Travelling to the place was one of my most strenuous trips to date – it took nearly two days of travel going there and a further two days coming back, each way involving three flights and countless bus journeys! Yet it was well worth it! Together with other international photographers and personalities, such as the FIAP vice president, we were based in Bairin Left Banner, in Chifeng City, at an excellent and modern hotel, Jing Du hotel. I actually got to know that we were the first Europeans staying at the hotel! In fact, everyone wanted to take pictures with us – something which I must say, I did not mind in the least. It was a fantastic event with a grand opening in the main culture centre of the City. Coupled with this event was the inauguration of a high level international photographic exhibition.
Yet, what impressed me most during my stay was the
will for people to communicate and live together in harmony. My only Chinese is limited to ‘Good morning’, ‘thank you’ and ‘Kampei!’ (Cheers!) and the Chinese command of English is rather similar to my abysmal skills in the Chinese language.
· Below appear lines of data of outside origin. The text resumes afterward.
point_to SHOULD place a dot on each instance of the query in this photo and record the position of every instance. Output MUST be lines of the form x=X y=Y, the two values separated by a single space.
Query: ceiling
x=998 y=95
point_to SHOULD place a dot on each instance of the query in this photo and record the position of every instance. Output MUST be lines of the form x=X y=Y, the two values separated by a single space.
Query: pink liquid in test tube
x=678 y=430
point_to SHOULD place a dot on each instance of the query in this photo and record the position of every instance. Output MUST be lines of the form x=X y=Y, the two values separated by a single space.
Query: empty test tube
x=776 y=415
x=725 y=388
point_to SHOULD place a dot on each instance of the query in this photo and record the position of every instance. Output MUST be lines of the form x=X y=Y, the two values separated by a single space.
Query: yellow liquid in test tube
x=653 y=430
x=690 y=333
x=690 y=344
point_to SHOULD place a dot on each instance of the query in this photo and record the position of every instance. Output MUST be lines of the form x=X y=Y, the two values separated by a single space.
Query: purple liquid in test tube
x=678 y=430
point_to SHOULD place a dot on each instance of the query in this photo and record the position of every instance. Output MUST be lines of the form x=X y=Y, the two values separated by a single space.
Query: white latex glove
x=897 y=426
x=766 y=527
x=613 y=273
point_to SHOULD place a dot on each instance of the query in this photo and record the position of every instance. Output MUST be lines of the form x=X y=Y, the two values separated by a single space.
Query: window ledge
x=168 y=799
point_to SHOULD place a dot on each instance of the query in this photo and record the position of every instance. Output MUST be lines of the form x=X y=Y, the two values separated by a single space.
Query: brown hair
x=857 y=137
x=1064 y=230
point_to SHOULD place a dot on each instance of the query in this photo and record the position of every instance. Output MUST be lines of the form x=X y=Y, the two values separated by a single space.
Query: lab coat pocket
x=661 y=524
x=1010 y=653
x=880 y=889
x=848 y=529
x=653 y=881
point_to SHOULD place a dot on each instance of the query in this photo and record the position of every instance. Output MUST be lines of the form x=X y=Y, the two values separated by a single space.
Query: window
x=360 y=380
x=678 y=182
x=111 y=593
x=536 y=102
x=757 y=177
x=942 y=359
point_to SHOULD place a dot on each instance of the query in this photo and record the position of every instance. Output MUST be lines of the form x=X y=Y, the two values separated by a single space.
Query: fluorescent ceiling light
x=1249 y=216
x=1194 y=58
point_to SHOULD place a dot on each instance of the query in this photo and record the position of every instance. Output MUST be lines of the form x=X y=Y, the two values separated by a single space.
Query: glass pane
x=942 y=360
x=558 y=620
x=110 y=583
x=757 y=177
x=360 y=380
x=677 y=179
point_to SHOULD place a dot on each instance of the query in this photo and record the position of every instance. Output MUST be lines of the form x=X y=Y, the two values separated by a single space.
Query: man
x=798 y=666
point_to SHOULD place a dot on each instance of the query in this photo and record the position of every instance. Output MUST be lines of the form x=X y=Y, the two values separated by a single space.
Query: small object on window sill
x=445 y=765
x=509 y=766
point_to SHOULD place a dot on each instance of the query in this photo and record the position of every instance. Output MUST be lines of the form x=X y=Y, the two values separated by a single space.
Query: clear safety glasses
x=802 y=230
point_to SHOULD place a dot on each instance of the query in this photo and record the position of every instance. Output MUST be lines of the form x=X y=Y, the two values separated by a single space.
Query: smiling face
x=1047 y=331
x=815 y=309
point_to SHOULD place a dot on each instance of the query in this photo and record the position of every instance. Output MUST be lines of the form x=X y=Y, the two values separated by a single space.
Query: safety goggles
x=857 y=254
So it was not easy to make each other understood. Still, I only required to smile at totally unknown people, who unhesitatingly smiled back and welcomed me, a total stranger, not only into their houses, but also into their hearts.
The hospitality we were shown was really without any bounds. Just as an example, during one instance, I joked that I had not seen the traditional, furry cows (Yaks) that Mongolia is known for – so, lo and behold – the next day we were taken to a place where two Yaks and countless wild horses were grazing contentedly. I was later told that the area we were in did not have any Yaks but our hosts managed to bring two examples from some far off place in order to please us! This was the limits they went to so that their guests were happy.
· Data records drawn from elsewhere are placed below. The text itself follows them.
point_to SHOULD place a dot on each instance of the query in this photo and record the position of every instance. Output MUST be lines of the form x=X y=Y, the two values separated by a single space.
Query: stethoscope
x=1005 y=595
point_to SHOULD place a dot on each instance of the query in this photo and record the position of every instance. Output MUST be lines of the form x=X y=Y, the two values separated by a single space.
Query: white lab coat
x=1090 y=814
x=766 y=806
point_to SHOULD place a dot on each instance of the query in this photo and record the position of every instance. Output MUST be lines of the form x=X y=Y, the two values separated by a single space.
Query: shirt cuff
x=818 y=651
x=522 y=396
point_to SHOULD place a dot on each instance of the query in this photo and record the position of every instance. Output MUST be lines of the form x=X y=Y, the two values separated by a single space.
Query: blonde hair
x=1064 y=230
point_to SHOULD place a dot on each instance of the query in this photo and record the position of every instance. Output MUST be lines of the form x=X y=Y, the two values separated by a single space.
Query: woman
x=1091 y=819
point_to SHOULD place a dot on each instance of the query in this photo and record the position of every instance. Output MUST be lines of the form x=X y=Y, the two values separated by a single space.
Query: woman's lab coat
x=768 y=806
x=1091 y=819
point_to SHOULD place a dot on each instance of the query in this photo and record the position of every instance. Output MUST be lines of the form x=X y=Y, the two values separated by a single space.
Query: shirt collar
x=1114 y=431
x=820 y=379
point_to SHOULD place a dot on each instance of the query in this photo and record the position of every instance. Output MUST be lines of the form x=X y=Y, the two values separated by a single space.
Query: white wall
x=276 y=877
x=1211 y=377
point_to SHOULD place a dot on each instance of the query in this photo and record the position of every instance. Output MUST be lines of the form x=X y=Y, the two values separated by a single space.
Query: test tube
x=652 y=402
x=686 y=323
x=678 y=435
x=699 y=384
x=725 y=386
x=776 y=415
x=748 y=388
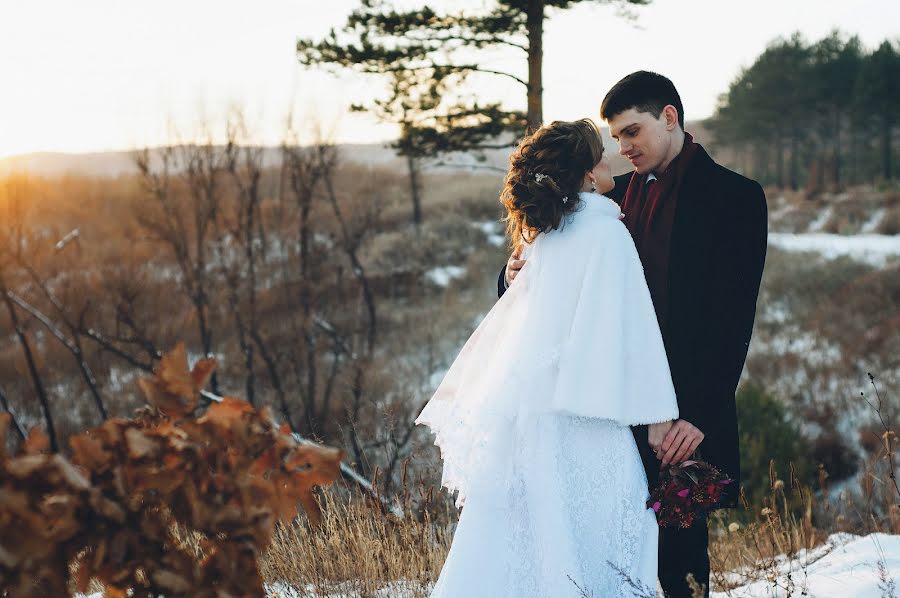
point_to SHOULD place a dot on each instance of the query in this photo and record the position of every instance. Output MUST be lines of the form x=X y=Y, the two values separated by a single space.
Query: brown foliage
x=228 y=474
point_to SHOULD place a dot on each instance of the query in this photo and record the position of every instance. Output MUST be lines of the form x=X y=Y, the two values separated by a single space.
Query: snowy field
x=845 y=566
x=875 y=250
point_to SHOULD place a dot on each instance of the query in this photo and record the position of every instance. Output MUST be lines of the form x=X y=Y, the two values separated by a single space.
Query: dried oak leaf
x=5 y=420
x=174 y=389
x=310 y=465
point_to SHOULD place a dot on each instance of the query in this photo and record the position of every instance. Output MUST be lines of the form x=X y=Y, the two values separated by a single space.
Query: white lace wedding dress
x=532 y=422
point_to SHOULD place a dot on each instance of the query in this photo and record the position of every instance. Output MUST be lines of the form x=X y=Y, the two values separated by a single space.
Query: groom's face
x=643 y=138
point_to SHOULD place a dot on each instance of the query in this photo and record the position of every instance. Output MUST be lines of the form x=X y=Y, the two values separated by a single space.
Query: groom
x=700 y=230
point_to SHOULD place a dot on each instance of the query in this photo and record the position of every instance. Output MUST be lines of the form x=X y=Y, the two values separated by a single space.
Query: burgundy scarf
x=649 y=210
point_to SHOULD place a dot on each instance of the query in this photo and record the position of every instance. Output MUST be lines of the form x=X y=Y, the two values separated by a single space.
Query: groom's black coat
x=718 y=248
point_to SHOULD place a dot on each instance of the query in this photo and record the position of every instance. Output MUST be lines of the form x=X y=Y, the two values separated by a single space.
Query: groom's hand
x=680 y=442
x=514 y=265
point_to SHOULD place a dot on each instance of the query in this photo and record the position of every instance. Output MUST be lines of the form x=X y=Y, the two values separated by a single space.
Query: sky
x=97 y=75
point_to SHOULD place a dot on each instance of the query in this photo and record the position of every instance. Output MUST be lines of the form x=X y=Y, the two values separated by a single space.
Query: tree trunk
x=779 y=166
x=886 y=131
x=795 y=161
x=415 y=188
x=535 y=24
x=32 y=368
x=836 y=173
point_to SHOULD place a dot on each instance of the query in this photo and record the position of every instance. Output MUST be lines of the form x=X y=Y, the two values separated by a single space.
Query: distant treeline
x=815 y=115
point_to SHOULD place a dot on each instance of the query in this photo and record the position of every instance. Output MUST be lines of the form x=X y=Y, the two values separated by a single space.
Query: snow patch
x=875 y=250
x=821 y=220
x=846 y=566
x=874 y=220
x=492 y=231
x=442 y=275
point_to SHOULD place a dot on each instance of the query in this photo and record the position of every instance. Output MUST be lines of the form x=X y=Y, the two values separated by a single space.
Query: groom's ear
x=670 y=114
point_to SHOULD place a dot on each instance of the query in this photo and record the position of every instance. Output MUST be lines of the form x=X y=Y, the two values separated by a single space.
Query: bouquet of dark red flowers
x=687 y=492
It was a pleasant feeling when I witnessed countless scores of townspeople enjoying themselves with morning exercises (such as Tai Chi) and games (such as ‘shuttlecock’ and tennis). They daily congregate in the squares not only to keep fit but also to communicate with each other. Their pastimes are old fashioned yet geared towards keeping them in touch with their fellow beings – simply playing cards in the streets or singing together in choirs. How we have lost all these communication skills in the West! We are so hell bent on commercialism, on earning not only a living – but earning more and more in our greedy race for having all the commodities that we can dream of – that we seem to have lost our way. We do not even make the effort to talk to each other anymore without using modern, insensitive technology. In this day of stellar communication many of us are just lost, wandering souls with very little real human contact – living in our own little bubbles.
Switching to the photography side, I can add that the weather was kind and that I was pleased to be able to cut myself off from my everyday life in Malta.
It was exhilerating to lose myself in the Prairies, the mountains and the sunflower fields – so reminiscent of one of my favourite artists – Van Gogh. I just hope that I did not day dream too much and that the images I brought back of the place does justice to such an enchanting segment of the world.